Der Ablauf der Tat ist jedoch immer noch nicht in allen Details geklärt. So dürfte der Prozess, für den das Landgericht bereits 17 Verhandlungstage bis Ende April angesetzt hat, schwierig werden. Möglicherweise sind am Ende wenige Indizien entscheidend für das Urteil, das die 4. Strafkammer unter Vorsitz von Richter Michael Thies zu fällen hat. Vor allem der Mitschnitt auf der Mobilbox des Handys der Ehefrau von Ermyas M. belastet nach Ansicht der Staatsanwaltschaft zumindest Björn L. Wegen seiner hohen Stimme wird der Türsteher von Freunden „Piepsi“ genannt – die Ermittler glauben, den markanten Ton in den „Nigger“-Rufen wiederzuerkennen. Sie wurden auf der Mobilbox gespeichert, weil Ermyas M. sein Handy nach einem vergeblichen Anruf bei der Ehefrau einfach anließ.

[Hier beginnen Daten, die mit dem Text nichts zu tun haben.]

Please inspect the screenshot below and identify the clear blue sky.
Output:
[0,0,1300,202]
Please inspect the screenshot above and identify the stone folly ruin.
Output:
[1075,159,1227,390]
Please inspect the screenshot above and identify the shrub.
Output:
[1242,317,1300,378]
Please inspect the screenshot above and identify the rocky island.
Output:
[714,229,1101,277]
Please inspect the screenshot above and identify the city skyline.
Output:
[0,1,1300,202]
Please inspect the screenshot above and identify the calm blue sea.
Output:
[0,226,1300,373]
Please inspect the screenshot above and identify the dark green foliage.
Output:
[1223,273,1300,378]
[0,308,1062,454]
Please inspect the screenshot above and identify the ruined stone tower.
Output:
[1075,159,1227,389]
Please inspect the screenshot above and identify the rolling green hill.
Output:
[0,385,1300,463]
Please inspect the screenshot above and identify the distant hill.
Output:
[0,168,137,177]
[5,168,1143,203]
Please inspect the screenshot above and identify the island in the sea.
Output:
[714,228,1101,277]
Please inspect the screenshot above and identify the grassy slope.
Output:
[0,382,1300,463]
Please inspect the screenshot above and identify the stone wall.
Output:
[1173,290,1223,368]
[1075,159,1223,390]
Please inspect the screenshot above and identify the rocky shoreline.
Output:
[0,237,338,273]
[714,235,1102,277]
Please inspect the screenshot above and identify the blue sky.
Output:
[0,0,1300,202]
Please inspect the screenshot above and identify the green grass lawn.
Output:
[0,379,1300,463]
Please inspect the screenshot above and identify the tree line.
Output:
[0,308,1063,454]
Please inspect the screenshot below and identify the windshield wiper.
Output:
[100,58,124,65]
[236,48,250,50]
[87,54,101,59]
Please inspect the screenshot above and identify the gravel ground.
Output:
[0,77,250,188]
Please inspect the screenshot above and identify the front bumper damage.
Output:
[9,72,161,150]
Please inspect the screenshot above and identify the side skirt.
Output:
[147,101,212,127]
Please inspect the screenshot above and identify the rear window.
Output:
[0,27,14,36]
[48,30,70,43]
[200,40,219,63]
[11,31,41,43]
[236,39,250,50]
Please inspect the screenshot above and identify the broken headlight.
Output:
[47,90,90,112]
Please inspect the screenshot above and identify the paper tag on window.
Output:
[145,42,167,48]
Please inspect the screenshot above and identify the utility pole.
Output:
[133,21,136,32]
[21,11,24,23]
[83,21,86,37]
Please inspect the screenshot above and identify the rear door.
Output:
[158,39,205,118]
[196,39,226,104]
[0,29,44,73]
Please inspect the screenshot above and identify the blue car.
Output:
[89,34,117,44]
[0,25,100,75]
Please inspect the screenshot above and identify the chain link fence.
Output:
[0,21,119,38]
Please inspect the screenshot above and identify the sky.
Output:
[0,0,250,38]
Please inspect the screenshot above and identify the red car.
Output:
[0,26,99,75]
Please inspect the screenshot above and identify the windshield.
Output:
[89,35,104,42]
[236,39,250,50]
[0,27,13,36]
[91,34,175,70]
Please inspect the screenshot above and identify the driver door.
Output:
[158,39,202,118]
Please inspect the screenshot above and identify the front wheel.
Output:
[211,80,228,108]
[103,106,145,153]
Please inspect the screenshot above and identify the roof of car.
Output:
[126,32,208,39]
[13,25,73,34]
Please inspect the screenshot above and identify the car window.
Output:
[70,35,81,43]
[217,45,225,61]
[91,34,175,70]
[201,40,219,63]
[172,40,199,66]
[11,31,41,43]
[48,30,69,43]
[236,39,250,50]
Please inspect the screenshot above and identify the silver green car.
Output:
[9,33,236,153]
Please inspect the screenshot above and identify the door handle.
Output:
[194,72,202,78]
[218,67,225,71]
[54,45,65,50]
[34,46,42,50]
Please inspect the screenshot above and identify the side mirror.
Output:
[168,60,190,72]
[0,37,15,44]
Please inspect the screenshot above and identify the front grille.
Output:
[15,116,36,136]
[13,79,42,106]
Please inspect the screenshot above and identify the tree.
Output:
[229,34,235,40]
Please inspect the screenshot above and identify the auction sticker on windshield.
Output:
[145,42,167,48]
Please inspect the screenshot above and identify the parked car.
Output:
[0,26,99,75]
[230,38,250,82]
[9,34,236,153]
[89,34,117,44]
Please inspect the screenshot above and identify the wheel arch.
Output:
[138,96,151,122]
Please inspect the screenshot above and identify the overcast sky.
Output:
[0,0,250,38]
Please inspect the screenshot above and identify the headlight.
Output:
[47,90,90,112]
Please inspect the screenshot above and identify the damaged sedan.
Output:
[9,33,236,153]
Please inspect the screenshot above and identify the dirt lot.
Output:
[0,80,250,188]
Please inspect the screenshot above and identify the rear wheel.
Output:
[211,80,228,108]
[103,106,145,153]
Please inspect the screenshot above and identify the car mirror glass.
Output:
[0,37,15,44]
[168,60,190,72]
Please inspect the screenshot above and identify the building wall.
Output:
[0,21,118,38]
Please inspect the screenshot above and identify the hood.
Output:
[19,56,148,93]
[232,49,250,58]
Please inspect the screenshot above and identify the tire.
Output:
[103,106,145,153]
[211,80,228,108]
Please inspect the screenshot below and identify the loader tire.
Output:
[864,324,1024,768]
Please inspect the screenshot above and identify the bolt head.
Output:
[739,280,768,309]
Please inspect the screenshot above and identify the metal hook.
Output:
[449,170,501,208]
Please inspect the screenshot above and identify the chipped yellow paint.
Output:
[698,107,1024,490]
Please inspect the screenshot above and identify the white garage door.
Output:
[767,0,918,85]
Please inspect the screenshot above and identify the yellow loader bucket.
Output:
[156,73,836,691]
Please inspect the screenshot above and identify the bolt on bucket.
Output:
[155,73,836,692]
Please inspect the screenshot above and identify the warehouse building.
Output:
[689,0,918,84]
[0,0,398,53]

Offen bleibt, wie es überhaupt zu dem nächtlichen Streit kam, den Ermyas M. fast mit dem Leben bezahlt hätte. Haben die beiden Angeklagten ihn provoziert? Warum sagte der angetrunkene Deutsch- Äthiopier, wie auf der Mobilbox zu hören, „Schweinesau“ – und weshalb wollte er einen der Täter treten? Was genau haben die wenigen Zeugen beobachtet? Ermyas M. kann sich nur an wenig erinnern. Immerhin gehe es ihm, sagt sein Anwalt Thomas Zippel, angesichts der Schwere der Verletzung „überraschend gut“. Doch die physio- und psychotherapeutische Behandlung bleibe noch lange nötig.